De ce lent exorcisme, qu'assombrit encore l'hécatombe européenne qui devait faire de ce noble lituanien un pauvre, témoignent encore les Symphonies (1915) mais surtout Nihumim (1915), bouleversant poème d'un homme de 40 ans qui se penche sur sa vie. C'est l'âge qui marque la victoire du corps ou celle de l'esprit. "Quarante ans / Pour apprendre la noblesse de l'Action … Quarante ans / Pour apprendre à parler sans mépris de la femme. O Amour ! / Quarante ans je vous ai cherché parmi les femmes / Mais ce n'est point parmi les femmes que je vous ai trouvé …" Bilan positif mais douloureux d'un destin, à présent définitivement scellé par la révélation de l'amour divin ("ô mon corps, tu vivras pour aimer et souffrir"), qui connaîtra son point d'orgue lors de la nuit d'illumination du 14 décembre 1914, expérience comparable à celle que connurent Pascal ou Swedenborg : "J'ai vu le soleil spirituel."

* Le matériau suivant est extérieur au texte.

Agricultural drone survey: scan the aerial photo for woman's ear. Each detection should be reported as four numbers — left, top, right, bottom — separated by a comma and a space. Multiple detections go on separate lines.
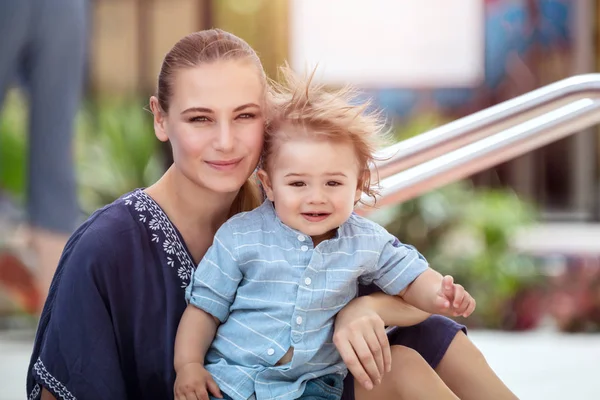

L'Épitre à Storge (1917), texte d'un brûlant mysticisme, relate cet "enlèvement sur la montagne" et contient les fondements du message métaphysique de Milosz tels qu'on les retrouve dans le Cantique de la connaissance, dans La Confession de Lemuel (1922) et tels qu'il les développera, sous une forme beaucoup plus discursive, dans Ars Magna (1924) et Les Arcanes (1927) qui s'ouvrent par ce verset : "Comme la montagne m'emportait dans son vol, tout à coup je vis s'ouvrir devant moi “sur l'autre espace” la porte d'or de la mémoire, l'issue du labyrinthe."
La révolution russe d'Octobre le ruine car ses terres, non comprises dans les limites de la République de Lituanie créée en 1918, sont confisquées par les autorités soviétiques. Ses seuls moyens d'existence sont les appointements que lui verse la Légation de Lituanie en France pour ses travaux de rédacteur puis de chargé d'affaires de Lituanie en France (1920 à 1925).
Après Adramandoni (1918), le poète personnel a définitivement cédé la place à l'inspiré, au voyant qui doit "décrire ce qu'il a vu" et à qui incombe une mission quasi prophétique. Il élabore une philosophie du mouvement comme synthèse du temps, de l'espace et de la matière, décrit la relativité universelle avant même de connaître le nom d'Einstein, fait du cerveau le satellite du cœur, rêve d'un monde où science et religion seront enfin unies. Son goût pour les sciences secrètes et son mysticisme — moyen de préhension des réalités d'un univers qui se dérobe aux investigations de "notre minuscule et orgueilleuse raison d'insectes" — le conduisent à se consacrer au déchiffrement de L'Apocalypse de saint Jean (1933) et à des recherches sur Les Origines ibériques du peuple juif (1933) et sur celles de La Nation lituanienne (1937).
Toujours rongé par la nostalgie du pays d'enfance, il traduit des chansons du folklore, Daïnos (1928), et donne des transcriptions de Contes et fabliaux de la vieille Lituanie (1930) ainsi que des Contes lituaniens de ma mère l'Oye (1933).
Naturalisé français en 1931, O. V. de L. Milosz finit sa vie à Fontainebleau dans une solitude extrême, parlant avec les oiseaux, incompris, ignoré par son temps — éternel exilé n'ayant eu pour seule vraie patrie que la langue française.
Il meurt à Fontainebleau le 2 mars 1939, à l'âge de 61 ans.